Alternatively, "go run" could be modified (if it does not have this feature already) to have a parameter such as "go run -notemp" to not run the program in a temporary directory (or something similar). But I would prefer just typing out gorun or "gor" as it is shorter than a convoluted parameter. Gorun.exe or gor.exe would need to be installed in the same directory as your go compiler
Implementing gorun.exe (or gor.exe) would be trivial, as I have done it with other compilers in only a few lines of code... (famous last words ;-)
Sometimes this is enough, the first argument will always be the file path
package main
import (
"fmt"
"os"
)
func main() {
fmt.Println(os.Args[0])
// or
dir, _ := os.Getwd()
fmt.Println(dir)
}
dir, err := os.Getwd()
if err != nil {
fmt.Println(err)
}
this is for golang version: go version go1.13.7 linux/amd64
works for me, for go run main.go. If I run go build -o fileName, and put the final executable in some other folder, then that path is given while running the executable.
Do not use the "Answer recommended by Go Language" with runtime.Caller(0).
That works when you go build or go install a program, because you are re-compiling it.
But when you go build a program and then distribute it (copy) on your colleagues' workstations (who don't have Go, and just need the executable), the result of runtime.Caller(0) would still be the path of where you built it (from your computer).
Ie a path which would likely not exist on their own computer.
os.Args[0] or, better, os.Executable() (mentioned here) and kardianos/osext (mentioned here and here), are more reliable.
None of the answers here worked for me, at least on go version go1.16.2 darwin/amd64. This is the only thing close to the __dirname functionality in node
This was posted by goland engineer Daniil Maslov in the jetbrains forums
pasted below for easier reading:
The trick is actually very simple and is to get the current executing and add .. to the project root.

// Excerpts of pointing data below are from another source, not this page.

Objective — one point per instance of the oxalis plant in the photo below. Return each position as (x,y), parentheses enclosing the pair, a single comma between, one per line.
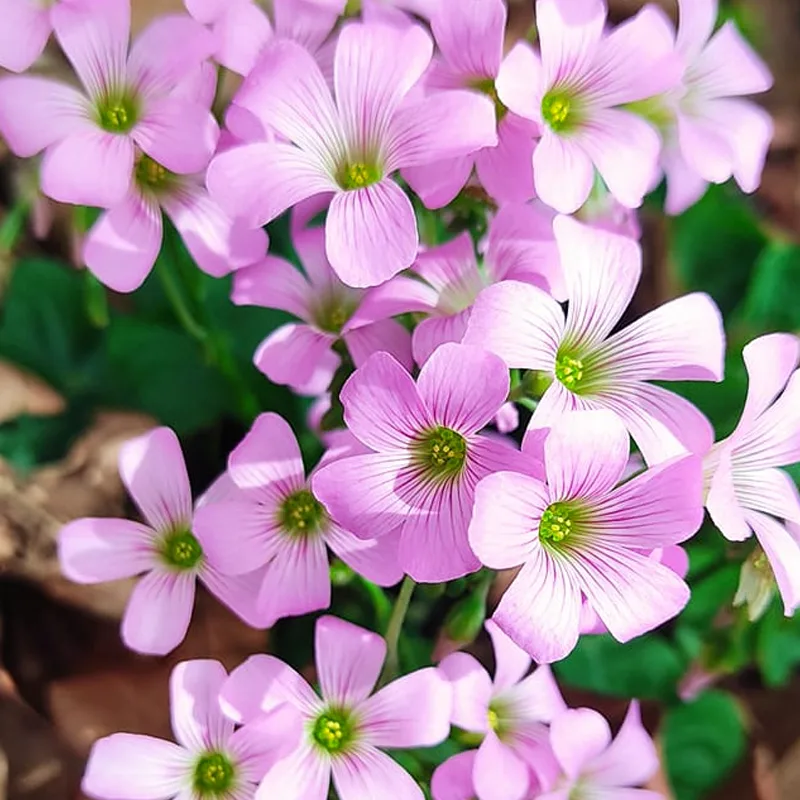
(437,229)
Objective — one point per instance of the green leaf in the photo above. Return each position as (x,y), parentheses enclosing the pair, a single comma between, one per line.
(648,667)
(703,741)
(715,244)
(162,372)
(45,328)
(773,296)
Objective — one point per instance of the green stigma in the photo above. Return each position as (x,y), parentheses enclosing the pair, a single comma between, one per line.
(301,513)
(181,550)
(333,730)
(443,452)
(570,371)
(556,523)
(149,174)
(487,86)
(213,775)
(557,110)
(118,113)
(359,175)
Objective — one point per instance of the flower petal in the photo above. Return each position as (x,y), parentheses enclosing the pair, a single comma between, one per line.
(382,406)
(215,241)
(563,173)
(122,246)
(578,737)
(349,660)
(370,82)
(499,772)
(36,113)
(197,719)
(371,234)
(632,594)
(154,472)
(586,454)
(368,772)
(97,550)
(441,126)
(296,581)
(257,182)
(158,612)
(375,559)
(520,323)
(505,520)
(391,717)
(133,767)
(540,611)
(89,168)
(447,387)
(472,691)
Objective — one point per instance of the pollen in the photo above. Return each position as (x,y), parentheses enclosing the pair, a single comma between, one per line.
(301,514)
(557,110)
(213,775)
(569,371)
(556,524)
(181,550)
(442,452)
(359,175)
(333,730)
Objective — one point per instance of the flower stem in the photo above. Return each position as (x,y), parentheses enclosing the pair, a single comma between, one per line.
(392,667)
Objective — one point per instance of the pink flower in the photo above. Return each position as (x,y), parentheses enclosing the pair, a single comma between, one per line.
(578,536)
(596,767)
(275,521)
(241,28)
(520,247)
(426,456)
(346,729)
(124,243)
(577,92)
(164,548)
(747,492)
(470,37)
(510,712)
(682,340)
(301,354)
(712,134)
(24,33)
(351,146)
(132,100)
(211,759)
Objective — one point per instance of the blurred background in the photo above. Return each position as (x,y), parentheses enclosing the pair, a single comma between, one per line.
(82,370)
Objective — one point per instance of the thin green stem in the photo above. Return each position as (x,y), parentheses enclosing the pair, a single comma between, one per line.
(392,667)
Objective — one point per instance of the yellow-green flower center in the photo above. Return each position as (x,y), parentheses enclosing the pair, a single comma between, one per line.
(118,113)
(358,175)
(213,775)
(301,514)
(181,550)
(556,523)
(442,452)
(333,730)
(558,110)
(570,371)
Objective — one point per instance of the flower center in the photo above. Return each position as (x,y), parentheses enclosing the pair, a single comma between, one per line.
(556,523)
(442,452)
(301,513)
(181,550)
(557,110)
(213,775)
(569,371)
(118,113)
(333,730)
(358,175)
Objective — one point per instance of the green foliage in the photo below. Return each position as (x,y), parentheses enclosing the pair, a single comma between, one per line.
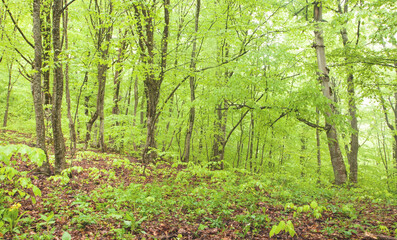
(9,219)
(19,179)
(282,226)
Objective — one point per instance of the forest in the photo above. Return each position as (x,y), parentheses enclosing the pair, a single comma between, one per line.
(198,119)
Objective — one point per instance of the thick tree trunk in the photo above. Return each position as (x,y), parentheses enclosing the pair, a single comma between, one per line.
(103,37)
(353,150)
(192,82)
(59,141)
(36,85)
(152,83)
(333,144)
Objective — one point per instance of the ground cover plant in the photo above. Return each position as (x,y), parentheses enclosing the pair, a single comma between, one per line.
(198,119)
(109,196)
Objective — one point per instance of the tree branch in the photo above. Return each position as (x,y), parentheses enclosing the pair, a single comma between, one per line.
(16,25)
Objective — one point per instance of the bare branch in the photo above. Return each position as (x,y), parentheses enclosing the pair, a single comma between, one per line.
(16,25)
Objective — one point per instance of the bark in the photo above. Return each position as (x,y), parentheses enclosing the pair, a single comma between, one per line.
(353,150)
(117,77)
(72,130)
(103,37)
(36,85)
(218,148)
(59,141)
(152,83)
(332,137)
(136,103)
(192,82)
(318,145)
(9,89)
(46,32)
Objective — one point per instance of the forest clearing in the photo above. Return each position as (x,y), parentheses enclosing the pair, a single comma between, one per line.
(198,119)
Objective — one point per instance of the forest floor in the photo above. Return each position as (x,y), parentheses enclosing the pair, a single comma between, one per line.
(108,196)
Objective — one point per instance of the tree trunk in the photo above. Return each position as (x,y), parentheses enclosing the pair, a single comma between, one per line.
(218,149)
(103,37)
(59,141)
(72,130)
(46,32)
(192,82)
(152,83)
(36,85)
(353,150)
(318,145)
(333,144)
(117,77)
(9,89)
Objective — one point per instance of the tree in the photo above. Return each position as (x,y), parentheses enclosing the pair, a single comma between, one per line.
(36,83)
(103,28)
(192,83)
(352,150)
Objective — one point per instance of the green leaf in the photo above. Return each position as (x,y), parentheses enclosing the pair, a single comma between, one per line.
(314,205)
(66,236)
(36,191)
(273,231)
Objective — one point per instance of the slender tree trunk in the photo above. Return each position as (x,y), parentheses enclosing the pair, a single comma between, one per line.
(9,89)
(333,144)
(59,141)
(46,33)
(36,85)
(117,77)
(72,130)
(218,149)
(192,81)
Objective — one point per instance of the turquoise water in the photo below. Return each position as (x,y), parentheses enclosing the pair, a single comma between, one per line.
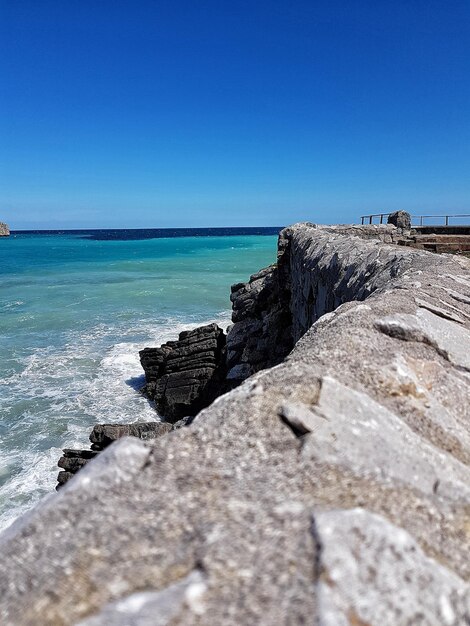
(74,312)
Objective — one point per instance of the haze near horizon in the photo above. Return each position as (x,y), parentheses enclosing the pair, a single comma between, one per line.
(182,114)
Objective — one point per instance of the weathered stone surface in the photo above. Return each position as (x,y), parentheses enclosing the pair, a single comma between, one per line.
(155,608)
(184,376)
(363,519)
(375,573)
(101,437)
(400,219)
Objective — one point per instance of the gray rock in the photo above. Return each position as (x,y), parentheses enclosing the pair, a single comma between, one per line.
(375,573)
(400,219)
(361,520)
(184,376)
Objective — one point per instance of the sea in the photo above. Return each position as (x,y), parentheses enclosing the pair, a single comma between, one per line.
(75,309)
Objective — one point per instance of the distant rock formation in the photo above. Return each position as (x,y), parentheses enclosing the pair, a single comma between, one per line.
(185,376)
(333,488)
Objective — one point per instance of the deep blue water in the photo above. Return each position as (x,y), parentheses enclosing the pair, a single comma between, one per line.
(75,309)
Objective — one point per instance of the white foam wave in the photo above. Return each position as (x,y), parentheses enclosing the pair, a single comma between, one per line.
(60,391)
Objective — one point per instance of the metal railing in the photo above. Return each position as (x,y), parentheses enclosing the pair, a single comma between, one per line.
(369,219)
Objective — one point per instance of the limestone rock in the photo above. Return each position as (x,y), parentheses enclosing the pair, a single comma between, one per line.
(184,376)
(332,488)
(400,219)
(101,437)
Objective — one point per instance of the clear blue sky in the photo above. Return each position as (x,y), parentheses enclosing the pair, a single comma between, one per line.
(209,113)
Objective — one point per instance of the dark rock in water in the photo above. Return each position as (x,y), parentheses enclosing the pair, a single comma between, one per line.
(185,376)
(400,219)
(103,435)
(63,477)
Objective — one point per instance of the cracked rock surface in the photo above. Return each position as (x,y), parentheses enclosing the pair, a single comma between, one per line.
(330,489)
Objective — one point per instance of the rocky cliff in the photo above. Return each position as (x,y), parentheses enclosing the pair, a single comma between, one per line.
(332,488)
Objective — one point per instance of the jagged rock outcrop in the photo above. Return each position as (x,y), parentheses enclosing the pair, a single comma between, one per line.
(331,489)
(184,376)
(101,437)
(400,219)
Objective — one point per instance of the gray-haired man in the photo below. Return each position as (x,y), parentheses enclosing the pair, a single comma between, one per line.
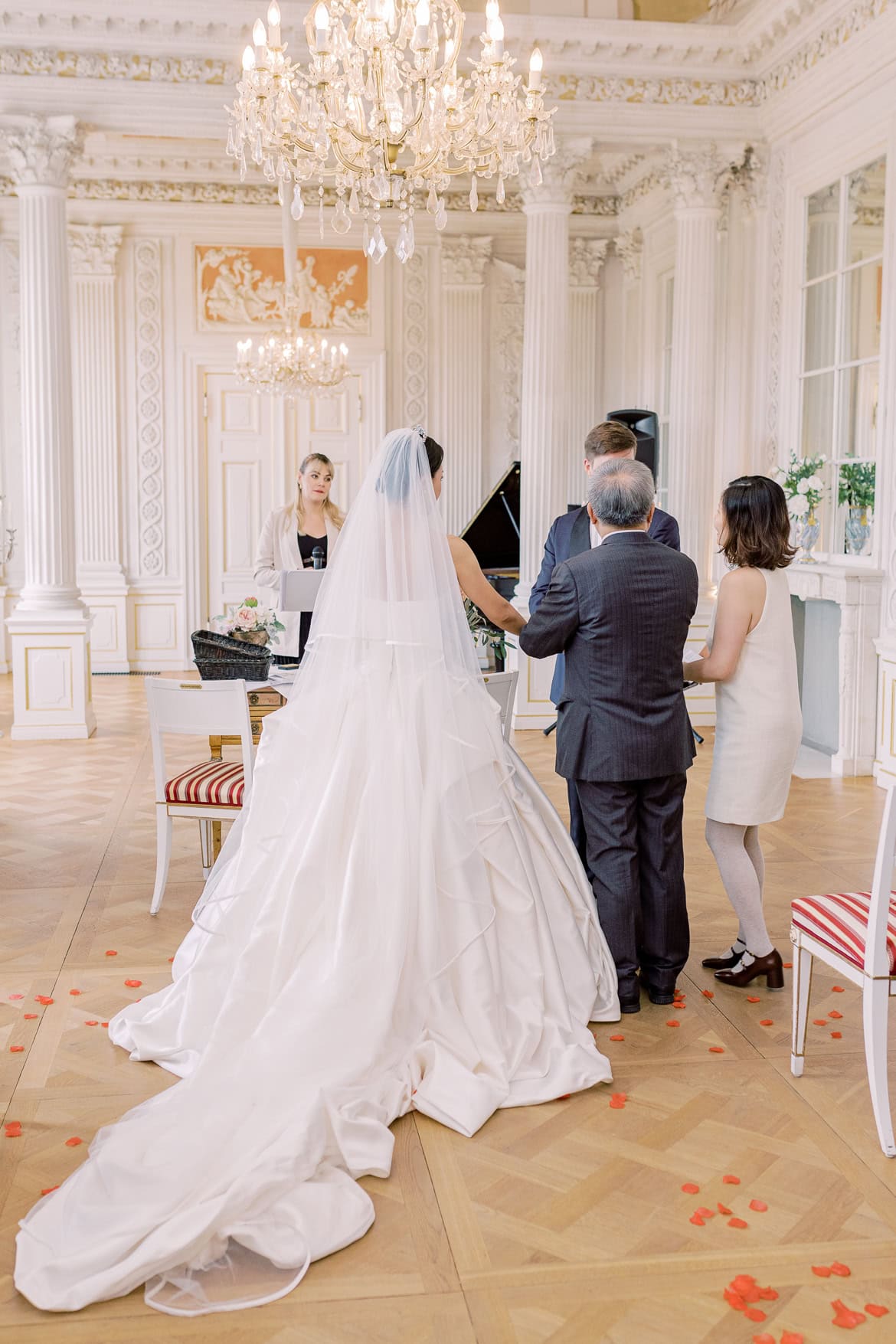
(621,616)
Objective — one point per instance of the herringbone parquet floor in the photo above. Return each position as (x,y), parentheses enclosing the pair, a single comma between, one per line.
(561,1223)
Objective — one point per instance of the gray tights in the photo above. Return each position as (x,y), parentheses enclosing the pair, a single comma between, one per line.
(743,872)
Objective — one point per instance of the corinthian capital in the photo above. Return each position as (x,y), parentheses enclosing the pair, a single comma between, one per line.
(586,261)
(696,176)
(464,260)
(93,249)
(41,149)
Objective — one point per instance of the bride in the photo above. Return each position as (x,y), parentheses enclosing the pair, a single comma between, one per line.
(398,921)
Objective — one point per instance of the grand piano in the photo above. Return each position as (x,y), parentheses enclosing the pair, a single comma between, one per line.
(493,534)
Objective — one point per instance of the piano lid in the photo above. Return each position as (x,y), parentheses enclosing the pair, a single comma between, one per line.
(493,534)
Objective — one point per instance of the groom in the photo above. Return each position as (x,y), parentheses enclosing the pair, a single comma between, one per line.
(574,532)
(621,614)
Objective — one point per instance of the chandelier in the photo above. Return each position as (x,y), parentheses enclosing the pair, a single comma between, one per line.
(289,365)
(384,115)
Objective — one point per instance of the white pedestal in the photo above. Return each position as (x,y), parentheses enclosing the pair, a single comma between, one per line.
(51,675)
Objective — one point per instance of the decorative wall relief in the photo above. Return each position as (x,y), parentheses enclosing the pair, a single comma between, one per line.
(245,286)
(151,514)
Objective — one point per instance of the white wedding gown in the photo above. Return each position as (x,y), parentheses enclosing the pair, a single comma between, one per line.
(398,921)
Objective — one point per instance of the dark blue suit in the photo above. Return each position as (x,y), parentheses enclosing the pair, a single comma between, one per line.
(571,535)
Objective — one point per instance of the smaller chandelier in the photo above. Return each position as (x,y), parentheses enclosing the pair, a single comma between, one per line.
(288,365)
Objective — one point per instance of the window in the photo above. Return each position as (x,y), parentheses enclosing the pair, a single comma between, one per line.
(666,293)
(840,378)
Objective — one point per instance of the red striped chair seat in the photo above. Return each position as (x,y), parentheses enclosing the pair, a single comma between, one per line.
(215,783)
(840,922)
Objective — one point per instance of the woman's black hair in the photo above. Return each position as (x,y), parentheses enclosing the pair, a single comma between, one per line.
(757,525)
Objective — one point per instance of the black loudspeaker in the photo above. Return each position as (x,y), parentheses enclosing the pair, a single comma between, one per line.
(645,427)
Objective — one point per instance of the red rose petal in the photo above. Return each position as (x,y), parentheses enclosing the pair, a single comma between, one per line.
(844,1317)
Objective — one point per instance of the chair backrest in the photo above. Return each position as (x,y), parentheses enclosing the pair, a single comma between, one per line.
(198,708)
(876,956)
(502,687)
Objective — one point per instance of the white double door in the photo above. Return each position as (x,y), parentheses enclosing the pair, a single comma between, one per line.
(253,450)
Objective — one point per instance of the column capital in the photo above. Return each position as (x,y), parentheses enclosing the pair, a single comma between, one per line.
(41,149)
(629,250)
(94,249)
(696,175)
(555,181)
(586,261)
(464,260)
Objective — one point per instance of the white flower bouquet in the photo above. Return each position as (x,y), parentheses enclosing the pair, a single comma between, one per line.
(250,623)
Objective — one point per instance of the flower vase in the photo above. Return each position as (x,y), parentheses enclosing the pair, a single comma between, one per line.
(808,531)
(250,636)
(858,531)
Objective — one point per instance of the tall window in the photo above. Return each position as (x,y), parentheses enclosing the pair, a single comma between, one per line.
(668,293)
(840,379)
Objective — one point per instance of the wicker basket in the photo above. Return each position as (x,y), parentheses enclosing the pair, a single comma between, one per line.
(222,659)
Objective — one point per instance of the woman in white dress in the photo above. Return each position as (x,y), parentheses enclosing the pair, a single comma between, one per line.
(398,921)
(751,656)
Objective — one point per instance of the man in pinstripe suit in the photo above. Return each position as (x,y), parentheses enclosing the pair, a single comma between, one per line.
(621,614)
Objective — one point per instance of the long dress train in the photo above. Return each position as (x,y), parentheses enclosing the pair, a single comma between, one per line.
(410,930)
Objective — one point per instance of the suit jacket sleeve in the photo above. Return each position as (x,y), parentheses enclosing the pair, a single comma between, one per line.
(548,564)
(668,532)
(557,620)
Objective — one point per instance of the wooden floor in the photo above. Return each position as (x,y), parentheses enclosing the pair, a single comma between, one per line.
(562,1223)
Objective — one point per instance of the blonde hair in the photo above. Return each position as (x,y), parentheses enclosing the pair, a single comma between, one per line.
(331,511)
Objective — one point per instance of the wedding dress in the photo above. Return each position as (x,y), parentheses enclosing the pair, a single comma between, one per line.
(398,921)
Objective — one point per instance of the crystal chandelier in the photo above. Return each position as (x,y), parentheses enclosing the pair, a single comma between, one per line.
(289,365)
(383,112)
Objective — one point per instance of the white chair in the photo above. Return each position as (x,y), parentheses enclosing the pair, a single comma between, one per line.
(856,934)
(502,687)
(211,790)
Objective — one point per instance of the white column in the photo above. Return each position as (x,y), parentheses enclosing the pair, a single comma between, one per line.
(50,625)
(695,179)
(101,577)
(586,263)
(544,445)
(463,411)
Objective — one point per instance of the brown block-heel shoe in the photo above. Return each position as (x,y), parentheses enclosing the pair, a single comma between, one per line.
(770,966)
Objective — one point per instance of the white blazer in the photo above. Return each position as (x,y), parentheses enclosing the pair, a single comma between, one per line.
(277,551)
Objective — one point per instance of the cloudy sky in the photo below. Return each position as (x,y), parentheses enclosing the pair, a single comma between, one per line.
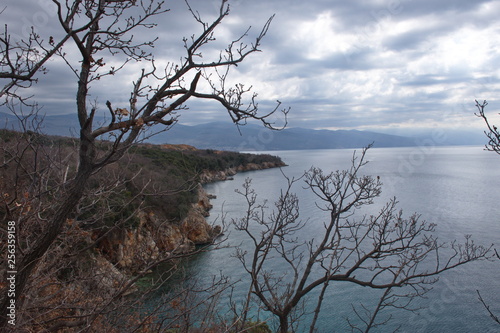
(384,65)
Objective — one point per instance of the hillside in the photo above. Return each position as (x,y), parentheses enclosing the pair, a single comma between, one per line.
(141,209)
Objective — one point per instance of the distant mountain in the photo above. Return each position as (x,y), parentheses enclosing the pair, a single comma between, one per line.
(227,136)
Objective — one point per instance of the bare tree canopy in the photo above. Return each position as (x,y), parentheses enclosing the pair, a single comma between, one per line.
(384,251)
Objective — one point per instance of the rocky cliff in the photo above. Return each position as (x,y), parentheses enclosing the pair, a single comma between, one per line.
(155,239)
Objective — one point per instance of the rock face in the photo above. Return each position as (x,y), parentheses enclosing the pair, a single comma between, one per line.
(154,239)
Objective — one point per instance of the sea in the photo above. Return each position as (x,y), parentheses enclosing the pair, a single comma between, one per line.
(457,188)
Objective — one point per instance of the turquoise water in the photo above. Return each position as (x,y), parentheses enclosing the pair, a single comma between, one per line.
(455,187)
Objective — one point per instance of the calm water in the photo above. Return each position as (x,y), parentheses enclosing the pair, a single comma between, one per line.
(455,187)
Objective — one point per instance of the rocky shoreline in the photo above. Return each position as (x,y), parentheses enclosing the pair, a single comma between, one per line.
(153,239)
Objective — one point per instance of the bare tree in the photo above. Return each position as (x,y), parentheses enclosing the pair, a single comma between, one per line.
(491,131)
(93,30)
(493,134)
(386,251)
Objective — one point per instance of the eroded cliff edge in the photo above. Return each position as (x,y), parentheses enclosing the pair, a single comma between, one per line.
(156,235)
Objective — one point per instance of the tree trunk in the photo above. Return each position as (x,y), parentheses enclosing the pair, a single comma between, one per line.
(283,324)
(26,264)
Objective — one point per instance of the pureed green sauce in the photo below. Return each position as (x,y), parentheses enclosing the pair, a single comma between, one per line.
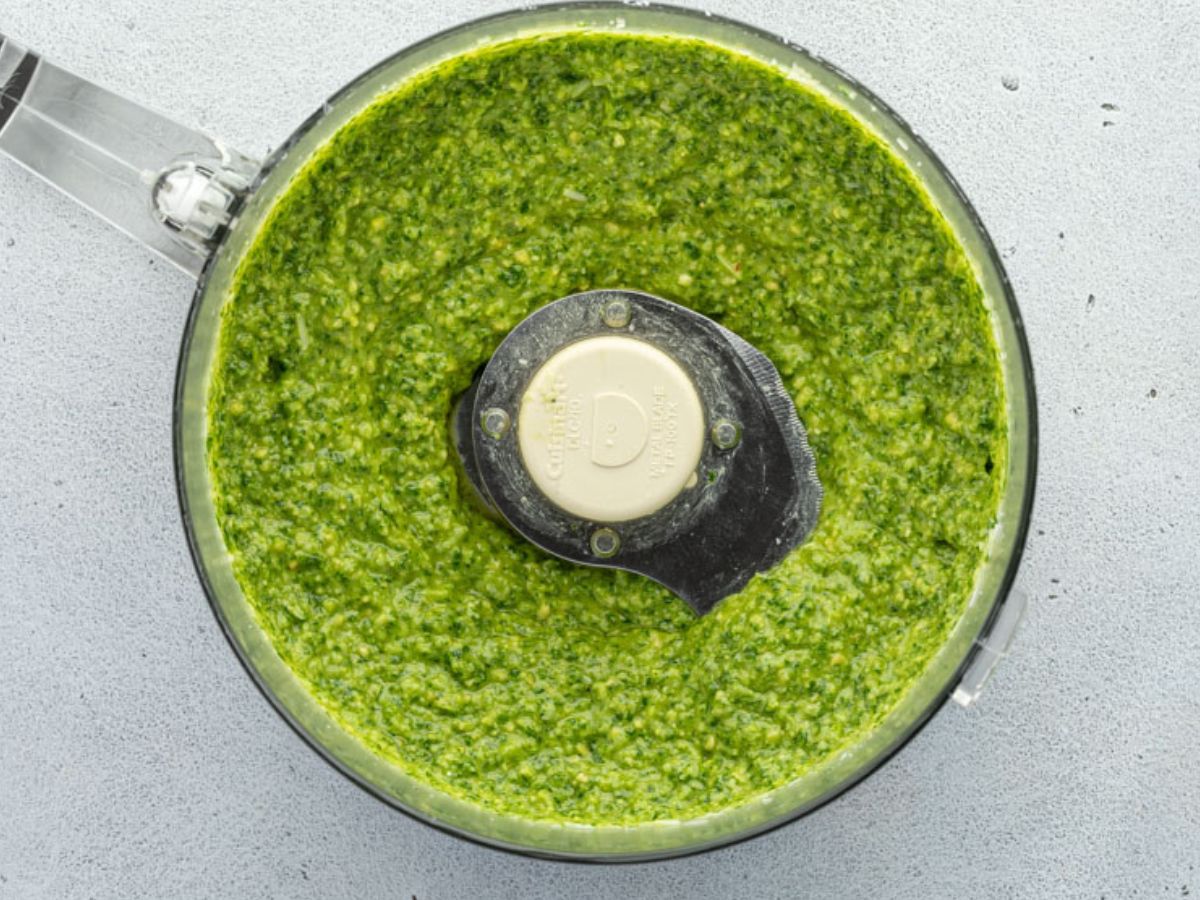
(395,264)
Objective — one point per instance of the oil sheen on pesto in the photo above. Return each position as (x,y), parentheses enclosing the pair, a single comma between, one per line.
(391,269)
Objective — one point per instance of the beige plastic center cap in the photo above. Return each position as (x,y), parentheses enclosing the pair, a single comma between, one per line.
(611,429)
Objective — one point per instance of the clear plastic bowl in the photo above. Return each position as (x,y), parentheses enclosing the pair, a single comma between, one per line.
(967,645)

Create a new directory and file like testing_init.go with the following content:
package testing_init
import (
"os"
"path"
"runtime"
)
func init() {
_, filename, _, _ := runtime.Caller(0)
dir := path.Join(path.Dir(filename), "..")
err := os.Chdir(dir)
if err != nil {
panic(err)
}
}
After that, just import the package into any of the test files:
package main_test
import (
_ "project/testing_init"
)
Now you can specify paths from the project root
// GetCurrentDir
func GetCurrentDir() string {
p, _ := os.Getwd()
return p
}
// GetParentDir
func GetParentDir(dirctory string) string {
return substr(dirctory, 0, strings.LastIndex(dirctory, "/"))
}
func substr(s string, pos, length int) string {
runes := []rune(s)
l := pos + length
if l > len(runes) {
l = len(runes)
}
return string(runes[pos:l])
}
If your file is not in the main package then the above answers won't work
I tried different approaches to find find the directory of the currently running file but failed.
The best possible answer is in the question itself this is how I find the current working directory of the file which is not in the main package.
_, filename, _, _ := runtime.Caller(1)
pwd := path.Dir(filename)
Gustavo Niemeyer's answer is great.
But in Windows, runtime proc is mostly in another dir, like this:
"C:\Users\XXX\AppData\Local\Temp"
If you use relative file path, like "/config/api.yaml", this will use your project path where your code exists.